Fed Chairman Says US GDP Could Collapse by 30% in 2Q, but Won’t Face Another Depression


Fed Chairman said the coronavirus could “easily” lead the U.S. economy to shrink by 20-30% in the second quarter, but affirmed that the country will avoid another Depression.

 

More than 36 million people have filed for unemployment benefits in the last two months, which is the level last seen since the Great Depression of the 1930, as an aftermath of the business shutdown nationwide in order to control the virus spreading.

 

Federal Reserve Chairman Jerome Powell estimated the unemployment rate could peak to 20-25%. He said, “I think there’re a range of perspectives. But those numbers sound about right for what the peak may be.”  When he was asked whether the U.S. is headed for a “second depression,” he replied, “I don’t think that’s a likely outcome at all. There’re some very fundamental differences.”

 

“The data we’ll see for this quarter, which ends in June, will be very, very bad.
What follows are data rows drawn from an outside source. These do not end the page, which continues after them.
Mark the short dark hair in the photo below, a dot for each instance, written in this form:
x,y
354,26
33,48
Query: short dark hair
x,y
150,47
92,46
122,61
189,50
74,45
There’ll be a big decline in economic activity, big increase in unemployment,” he told the CBS program “60 Minutes.”

 

He as well stated that the U.S. economic growth could return in the third quarter. “I think you’ll see the economy recover steadily through the second half of this year,” Powell said.

 

There were differences between the Great Depression and actual economic recession as  the cause of this downturn is not an asset bubble or another associated more fundamental reason but rather a self-induced economic freeze brought on by efforts to combat the coronavirus, added by Powell

 

Powell gave a confidence that in the long term, the U.S. economy will recover. He said. “We’ll get back to the place we were in February; we’ll get to an even better place than that. I’m highly confident of that. And it won’t take that long to get there.”